Keep an eye on your deployed models with model API health checks and logs. Domino can make sure that your endpoints are running and can alert you when they are down. Use logs to troubleshoot and audit your model APIs.
Domino monitors every model API’s health and ability to respond to new inference requests. When you update the health check settings, the model API automatically restarts.
-
Navigate to Endpoints.
-
Select a model API, then adjust the fields in Settings > Advanced:
- Initial delay
-
The time (in seconds) that Domino waits before a new model API can receive incoming requests. Change the value of this setting to delay the initialization of a model API.
- Health check period
-
How often (in seconds) Domino checks the model API health. Health check period x Failure threshold must be greater than the Override request timeout from the timeout settings.
- Timeout settings
-
The time (in seconds) that Domino lets an inference request take before timing it out. In the timeout case, Domino responds with
504 Gateway Timeout
. The default is 60 seconds. You must restart the model API for timeout setting changes to take effect. - Health check timeout
-
The length of time (in seconds) that Domino waits before it considers a health check request as failed.
- Failure threshold
-
If this number of consecutive health check requests fails, Domino considers the model API instance unrecoverable and restarts it.
Domino offers multiple logs for troubleshooting and auditing your model APIs.
Check the Logs column for a specific model API version to view build, export, instance, or deployment logs.
-
Build Logs - Events that happened to build the image.
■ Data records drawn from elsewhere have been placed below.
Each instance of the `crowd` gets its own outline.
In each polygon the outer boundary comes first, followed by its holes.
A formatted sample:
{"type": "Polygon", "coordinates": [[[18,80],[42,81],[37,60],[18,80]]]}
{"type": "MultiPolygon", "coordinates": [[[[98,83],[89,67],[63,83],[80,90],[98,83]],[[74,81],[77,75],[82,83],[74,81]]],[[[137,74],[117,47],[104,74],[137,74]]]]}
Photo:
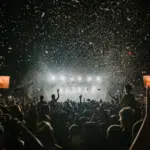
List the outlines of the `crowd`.
{"type": "Polygon", "coordinates": [[[0,150],[149,150],[149,91],[140,104],[125,88],[120,103],[2,97],[0,150]]]}

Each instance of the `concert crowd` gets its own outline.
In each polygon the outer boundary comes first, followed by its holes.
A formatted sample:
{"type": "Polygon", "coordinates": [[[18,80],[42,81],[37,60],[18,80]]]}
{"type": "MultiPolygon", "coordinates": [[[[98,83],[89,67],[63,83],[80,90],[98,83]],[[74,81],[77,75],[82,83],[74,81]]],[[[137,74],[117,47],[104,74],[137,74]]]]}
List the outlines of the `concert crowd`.
{"type": "Polygon", "coordinates": [[[142,102],[125,89],[111,101],[1,97],[0,150],[149,150],[149,88],[142,102]]]}

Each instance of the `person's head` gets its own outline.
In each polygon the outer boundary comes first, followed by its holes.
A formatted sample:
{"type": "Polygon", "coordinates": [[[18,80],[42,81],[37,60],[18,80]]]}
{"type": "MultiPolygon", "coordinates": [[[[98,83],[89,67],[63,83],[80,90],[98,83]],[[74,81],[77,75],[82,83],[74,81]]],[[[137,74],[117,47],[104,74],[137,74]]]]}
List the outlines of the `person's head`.
{"type": "Polygon", "coordinates": [[[44,104],[41,107],[41,113],[44,114],[44,115],[49,115],[50,114],[50,108],[47,104],[44,104]]]}
{"type": "Polygon", "coordinates": [[[10,107],[10,115],[13,118],[17,118],[19,120],[23,120],[23,114],[21,112],[20,106],[19,105],[13,105],[10,107]]]}
{"type": "Polygon", "coordinates": [[[137,133],[139,132],[139,129],[140,129],[142,123],[143,123],[143,121],[140,120],[134,124],[134,126],[132,128],[132,138],[133,139],[136,137],[137,133]]]}
{"type": "Polygon", "coordinates": [[[119,112],[120,123],[124,129],[132,129],[134,123],[134,110],[130,107],[123,108],[119,112]]]}
{"type": "Polygon", "coordinates": [[[130,84],[127,84],[125,85],[125,89],[126,89],[127,94],[129,94],[132,90],[132,86],[130,84]]]}
{"type": "Polygon", "coordinates": [[[55,94],[52,94],[52,100],[54,101],[55,100],[55,94]]]}
{"type": "Polygon", "coordinates": [[[37,137],[46,149],[58,147],[56,146],[53,128],[51,124],[46,121],[37,124],[37,137]]]}
{"type": "Polygon", "coordinates": [[[79,126],[76,124],[73,124],[72,126],[70,126],[69,133],[70,133],[70,137],[79,135],[80,134],[79,126]]]}
{"type": "Polygon", "coordinates": [[[111,125],[107,129],[107,140],[111,149],[121,146],[122,128],[119,125],[111,125]]]}
{"type": "Polygon", "coordinates": [[[83,145],[85,149],[99,148],[100,143],[100,126],[95,122],[86,122],[83,125],[81,134],[83,145]]]}
{"type": "Polygon", "coordinates": [[[77,146],[80,144],[80,128],[78,125],[73,124],[69,128],[69,136],[73,145],[77,146]]]}
{"type": "Polygon", "coordinates": [[[40,96],[40,101],[44,101],[44,96],[43,95],[40,96]]]}

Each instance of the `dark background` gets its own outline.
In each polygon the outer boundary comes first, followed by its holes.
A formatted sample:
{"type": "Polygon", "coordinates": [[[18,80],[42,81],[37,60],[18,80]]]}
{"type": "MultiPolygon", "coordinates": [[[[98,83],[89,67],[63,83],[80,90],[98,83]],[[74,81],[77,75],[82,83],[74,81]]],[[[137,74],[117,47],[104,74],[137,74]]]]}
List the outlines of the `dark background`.
{"type": "Polygon", "coordinates": [[[122,61],[129,66],[120,68],[133,69],[134,64],[137,75],[148,60],[146,0],[0,3],[0,75],[10,75],[13,83],[43,63],[56,70],[78,67],[93,72],[110,64],[118,68],[122,61]],[[115,61],[105,59],[108,52],[115,61]],[[119,60],[122,55],[125,60],[119,60]]]}

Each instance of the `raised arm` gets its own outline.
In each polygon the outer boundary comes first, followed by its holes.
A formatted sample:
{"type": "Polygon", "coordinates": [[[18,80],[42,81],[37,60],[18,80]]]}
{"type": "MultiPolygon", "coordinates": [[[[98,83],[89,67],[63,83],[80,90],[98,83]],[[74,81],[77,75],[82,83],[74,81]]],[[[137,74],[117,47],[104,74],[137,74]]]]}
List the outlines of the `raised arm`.
{"type": "Polygon", "coordinates": [[[133,141],[130,150],[148,150],[150,149],[150,87],[147,90],[146,97],[146,115],[143,124],[133,141]]]}
{"type": "Polygon", "coordinates": [[[59,89],[58,89],[57,90],[57,98],[55,99],[56,102],[59,100],[59,97],[60,97],[60,95],[59,95],[59,89]]]}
See the build definition and metadata needed to complete the build.
-
Export Logs - Export details for the model API.
-
Instance Logs - Logs related to individual containers for a given model API instance. View all model APIs and all containers or filter the information by model API and container.
-
Deployment Logs - Chronological events related to the deployment. These events include heartbeats, jobs, deployments, and Kubernetes events. Inspect payloads that contain pod and status information. Container status information identifies where images are in the deployment and indicates their state.